The latest round of Syria peace talks in Astana concluded May 4 with Russia, Iran and Turkey — the three guarantors of the cease-fire — agreeing on a plan to establish “de-escalation zones” in Syria. The initiative, which was first put forward by Moscow with the declared aim of securing the fragile truce and making it easier to concentrate on the political process, sparked different reactions by the various involved parties.
Although UN Special Envoy for Syria Staffan de Mistura commended the agreement as “an important, promising, positive step in the right direction,” the United States presented a more cautious approach, saying that more details are needed to judge the exact nature of the plan. On the other hand, while the Syrian government declared its full support for the Russian initiative, the main coalition representing the Syrian opposition in Astana refused to accept it, expressing reservations about its noninclusive territorial scope and also the role of Iran as one of the peacekeepers.
Meanwhile, although Iran as a signatory to the May 4 agreement has officially accepted Moscow’s plan and committed to actively take part in its implementation, there has not yet been any detailed statement by the Iranian side regarding what Tehran really thinks about the requirements and possible effects of the de-escalation zones or why Iran has decided to support the idea. The question of Iran’s position is important considering that for a long period of time it had persistently opposed the idea of creating any “safe zones” or “no-fly zones” on Syrian territory. So what convinced Tehran to reconsider its position?
Before going into detail, it could be argued that Iran shared the very same logic that pushed Russia to raise such an idea. In fact, in the aftermath of the US missile attack on a Syrian air base on April 6, Russia came to the conclusion that the probability of a more active US policy in Syria is growing high and that it is thus better to act before it becomes too late.
The American attack sparked renewed debate on the possibility of the establishment of safe zones in Syria by the United States and its regional allies. Some regional states — including Turkey — even publicly urged more US involvement in this regard. Thus, raising the idea of creating de-escalation zones — as a modified, “detoxified” version of the safe zones under the direct control of Russia itself — could be seen as a pre-emptive act by the Russians to prevent the United States and its allies from taking a step harmful to Russian interests. Since support for the government of Syrian President Bashar al-Assad has been the fundamental shared interest of Iran and Russia in Syria, the initiative should be welcomed in Tehran. This primary logic aside, there are some points relating to the May 4 initiative that could actually serve Iran’s interests.

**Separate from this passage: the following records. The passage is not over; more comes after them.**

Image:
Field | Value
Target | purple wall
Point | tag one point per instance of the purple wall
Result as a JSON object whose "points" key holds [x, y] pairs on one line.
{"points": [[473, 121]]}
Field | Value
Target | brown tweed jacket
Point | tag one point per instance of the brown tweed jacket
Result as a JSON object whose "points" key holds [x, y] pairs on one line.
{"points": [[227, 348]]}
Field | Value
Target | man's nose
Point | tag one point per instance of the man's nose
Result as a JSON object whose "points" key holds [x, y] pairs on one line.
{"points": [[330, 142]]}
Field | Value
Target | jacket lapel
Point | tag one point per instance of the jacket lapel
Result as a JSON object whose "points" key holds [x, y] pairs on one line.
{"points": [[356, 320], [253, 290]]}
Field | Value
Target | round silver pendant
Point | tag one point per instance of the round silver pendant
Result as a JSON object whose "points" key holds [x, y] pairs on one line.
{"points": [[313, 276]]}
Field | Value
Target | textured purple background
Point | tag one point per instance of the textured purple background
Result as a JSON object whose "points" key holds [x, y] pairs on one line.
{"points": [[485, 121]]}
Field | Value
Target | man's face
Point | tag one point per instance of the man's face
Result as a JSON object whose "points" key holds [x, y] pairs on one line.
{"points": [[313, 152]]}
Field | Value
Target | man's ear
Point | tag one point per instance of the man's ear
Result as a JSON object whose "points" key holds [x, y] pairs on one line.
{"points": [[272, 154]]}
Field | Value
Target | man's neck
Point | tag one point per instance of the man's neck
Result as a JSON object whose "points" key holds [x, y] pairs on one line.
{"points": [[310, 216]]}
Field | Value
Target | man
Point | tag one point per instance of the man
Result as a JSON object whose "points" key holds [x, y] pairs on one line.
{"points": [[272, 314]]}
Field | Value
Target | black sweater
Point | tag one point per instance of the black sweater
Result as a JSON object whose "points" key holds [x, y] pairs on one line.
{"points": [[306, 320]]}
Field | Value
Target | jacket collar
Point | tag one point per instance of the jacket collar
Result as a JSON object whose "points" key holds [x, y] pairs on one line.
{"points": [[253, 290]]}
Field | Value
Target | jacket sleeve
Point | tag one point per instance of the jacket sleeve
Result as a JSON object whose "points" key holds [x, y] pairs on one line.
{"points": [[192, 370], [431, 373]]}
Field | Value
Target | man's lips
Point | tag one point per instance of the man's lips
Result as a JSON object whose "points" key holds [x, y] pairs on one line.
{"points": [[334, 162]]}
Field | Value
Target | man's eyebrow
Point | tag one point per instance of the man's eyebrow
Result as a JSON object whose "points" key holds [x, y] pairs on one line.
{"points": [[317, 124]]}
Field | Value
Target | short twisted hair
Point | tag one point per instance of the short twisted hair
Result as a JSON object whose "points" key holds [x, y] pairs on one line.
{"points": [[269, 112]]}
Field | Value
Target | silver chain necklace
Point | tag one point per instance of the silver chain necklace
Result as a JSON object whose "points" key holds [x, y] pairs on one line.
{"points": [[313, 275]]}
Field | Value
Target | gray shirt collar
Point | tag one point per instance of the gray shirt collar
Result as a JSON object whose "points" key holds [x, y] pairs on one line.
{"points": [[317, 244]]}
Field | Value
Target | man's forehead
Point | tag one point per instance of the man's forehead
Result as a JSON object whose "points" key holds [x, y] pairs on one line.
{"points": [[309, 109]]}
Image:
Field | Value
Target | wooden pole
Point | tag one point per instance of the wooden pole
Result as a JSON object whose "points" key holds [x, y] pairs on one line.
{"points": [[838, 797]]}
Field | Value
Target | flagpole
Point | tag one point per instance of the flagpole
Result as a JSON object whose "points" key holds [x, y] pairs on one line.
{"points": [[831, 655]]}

First and foremost, by raising it within the framework of the multilateral talks on Syria, Russia has tried to consolidate and empower its own initiative as an internationally recognized agreement. In this vein, after the recent talks in Astana, Moscow asked the UN Security Council to endorse the May 4 initiative, hereby further underlining its international aspect. Since one of the key positions of both the Syrian opposition and its foreign backers has been objection to Iran’s military presence in Syria, the international aspect of the May 4 agreement and the fact that it names Iran as one of the peacekeepers could justify the presence of Iranian troops in Syria on the international stage. This is, in fact, the main reason behind the Syrian opposition’s objection to any Iranian role in the process.
Second, by seizing the opportunity to play an active role in establishing and monitoring the de-escalation zones, Tehran could enhance its international posture, proving that, as it has persistently declared, it is genuinely committed to preserving the cease-fire and facilitating the political process. Through this, the path would be paved for Iran to have an active role in any future political process on Syria.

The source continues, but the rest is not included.